On the left: control of both houses of Congress by large margins; dozens of progressive legislators; a wildly popular center-left president who ran on the most ambitious progressive domestic vision in a generation; a polity disgusted with conservative rule and conservatism, so much so that "socialism" has been staging a reputational comeback; a financial crisis that has exposed the bankruptcy of the elite economic consensus; a savvy progressive infrastructure built up during eight long, dark years; and finally, what should perhaps be definitive, healthy majorities who favor a progressive agenda--ending torture and the Iraq war, providing universal healthcare and pursuing a clean energy economy.

Amid the euphoria of election night, it seemed the left side of the ledger was all that mattered. For the past three months it's been hard to ignore the right side. Now it all feels balanced on a knife's edge.

I'm rooting for Obama, even though I have expressed misgivings in the past, I just don't know if he is up to the task. I don't know if any living human is -- or any dead one ever was -- up to this task. We are a dying nation, hovering near the precipice of a self-induced implosion on the scale of the Fall of Rome, poised to be fatally undermined locally, and on a small-scale, interpersonal and perhaps civic level by Corporate Amerika's shocktroops, those teabag-flinging, racist hillbillies (sorry, dontpanic23, I had to go there) who are so convinced of the righteousness of their Cause and the pernicious, anti-American "otherness" of their opponents, that they would choose to destroy this village in order to save it, even though they also live in the village. Dismiss their patience and resolve if you will, but we are still arguing about the Civil War 144 years later.

And Corporate Amerika is ready willing and able to help them crush the whole enterprise to ensure their continued material comfort, slurping on mai-tais in their Carribean tax-havens.

In between? The sheeple, who voted for Obama -- and big props for that, yo -- but not before giving the Keys to the Kingdom to an aging frat-rat, mean-as-a-pit-viper, half-wit rich kid who likes to play-act as a cowboy and play dress-up as a pilot and thinks he talks to God because they wanted to have a beer with him. Twice. I don't have much faith that those same people will not allow themselves to be bamboozled by the same forces who made them think someone not named Dick Cheney was running the country for the last eight years.

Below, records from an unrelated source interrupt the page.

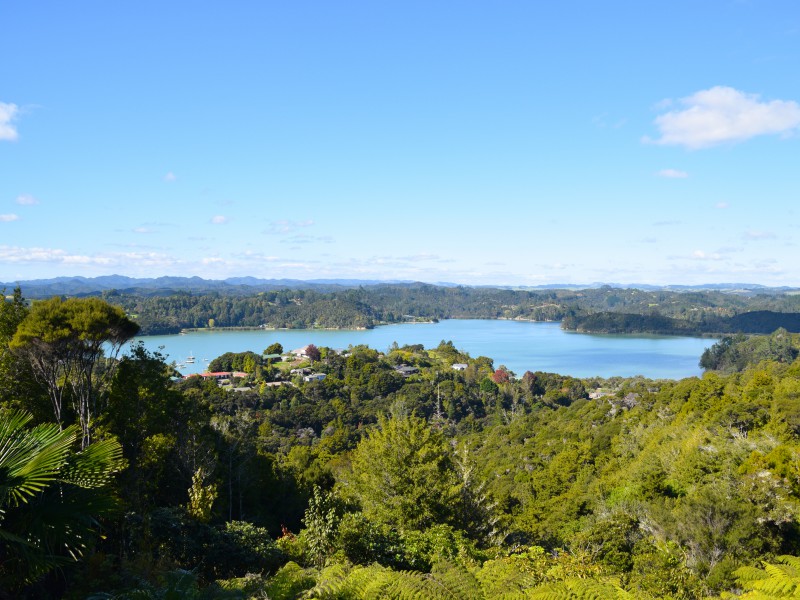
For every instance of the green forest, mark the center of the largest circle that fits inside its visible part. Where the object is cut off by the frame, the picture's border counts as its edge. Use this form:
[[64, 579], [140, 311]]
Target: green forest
[[596, 310], [119, 480]]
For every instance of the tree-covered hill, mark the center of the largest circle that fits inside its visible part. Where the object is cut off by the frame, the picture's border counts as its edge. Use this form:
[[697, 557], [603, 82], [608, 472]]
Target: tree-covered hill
[[605, 309], [380, 482]]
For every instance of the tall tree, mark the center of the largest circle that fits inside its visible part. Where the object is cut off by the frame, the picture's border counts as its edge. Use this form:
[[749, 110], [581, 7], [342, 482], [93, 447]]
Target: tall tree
[[403, 475], [64, 342], [49, 496]]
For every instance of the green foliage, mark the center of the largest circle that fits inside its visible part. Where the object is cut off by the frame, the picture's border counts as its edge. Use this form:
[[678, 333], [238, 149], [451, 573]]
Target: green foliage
[[777, 579], [64, 341], [321, 523], [289, 582], [402, 475], [201, 497], [49, 496], [735, 353]]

And as much as we like to imagine our opponents as a bunch of inbred confederates in overalls pining for the days when The Coloreds knew their place (and though a sizable chunk of our not-so-loyal opposition are exactly those people - looking at you Jeff Sessions), many of the people rooting for Obama to fail actually have the power to see that he does.

I think Chris Hayes is right that we are balanced on a knife's edge and Naomi Klein's appearance on Rachel Maddow last night reminds me that -- just like the best history teachers make history come alive by illustrating how today's world could have turned out very different, because in any struggle the outcome is not pre-determined, something is always and forever at stake -- something is deeply, truly at stake here and now: America's soul.

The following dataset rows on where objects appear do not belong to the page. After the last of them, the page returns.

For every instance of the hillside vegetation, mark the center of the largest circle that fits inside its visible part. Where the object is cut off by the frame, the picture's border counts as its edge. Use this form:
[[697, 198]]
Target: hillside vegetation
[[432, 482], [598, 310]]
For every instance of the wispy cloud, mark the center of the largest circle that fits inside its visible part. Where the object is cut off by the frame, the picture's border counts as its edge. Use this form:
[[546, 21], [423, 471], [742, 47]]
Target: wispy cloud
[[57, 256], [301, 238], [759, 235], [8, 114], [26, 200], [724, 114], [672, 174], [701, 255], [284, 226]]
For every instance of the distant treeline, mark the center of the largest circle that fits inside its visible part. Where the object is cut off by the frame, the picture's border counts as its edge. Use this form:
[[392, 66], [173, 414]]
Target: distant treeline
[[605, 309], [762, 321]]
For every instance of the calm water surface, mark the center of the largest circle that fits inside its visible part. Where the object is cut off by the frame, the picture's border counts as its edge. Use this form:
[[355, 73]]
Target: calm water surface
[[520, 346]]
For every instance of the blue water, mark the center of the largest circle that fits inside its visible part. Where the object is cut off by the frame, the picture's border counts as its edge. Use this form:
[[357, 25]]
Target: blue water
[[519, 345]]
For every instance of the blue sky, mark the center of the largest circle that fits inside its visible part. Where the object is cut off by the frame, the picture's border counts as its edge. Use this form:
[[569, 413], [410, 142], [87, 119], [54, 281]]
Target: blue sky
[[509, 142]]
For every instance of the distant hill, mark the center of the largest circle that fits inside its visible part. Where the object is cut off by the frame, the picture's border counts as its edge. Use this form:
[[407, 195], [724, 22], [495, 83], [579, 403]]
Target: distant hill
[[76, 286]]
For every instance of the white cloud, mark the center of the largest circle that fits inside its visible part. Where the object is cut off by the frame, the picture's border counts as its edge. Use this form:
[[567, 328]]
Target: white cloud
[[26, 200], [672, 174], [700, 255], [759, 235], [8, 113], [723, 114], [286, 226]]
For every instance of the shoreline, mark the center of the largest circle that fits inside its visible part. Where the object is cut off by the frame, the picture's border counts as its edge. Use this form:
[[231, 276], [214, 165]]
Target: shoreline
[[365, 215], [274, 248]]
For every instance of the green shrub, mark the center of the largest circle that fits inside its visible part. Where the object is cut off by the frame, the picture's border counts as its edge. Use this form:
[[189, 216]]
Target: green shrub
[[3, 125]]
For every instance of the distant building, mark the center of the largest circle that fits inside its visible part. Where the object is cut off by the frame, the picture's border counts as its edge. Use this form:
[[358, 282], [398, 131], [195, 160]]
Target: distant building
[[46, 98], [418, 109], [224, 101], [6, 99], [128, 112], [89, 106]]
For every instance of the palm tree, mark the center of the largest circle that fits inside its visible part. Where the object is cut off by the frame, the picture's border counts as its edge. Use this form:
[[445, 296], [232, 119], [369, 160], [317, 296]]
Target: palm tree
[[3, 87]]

Obama's victory wasn't the end of the struggle. It wasn't even the beginning of the end. But it was the end of the beginning, an interruption of the upward arc tracing the rise of conservative hegemony from Nixon, through Reagan and both Bushes. The outcome is far from settled.

An epic fight lies before us. Let's get about it.

1 comment:

Annette said...

Great post Mr. Armadillo Joe.. very good.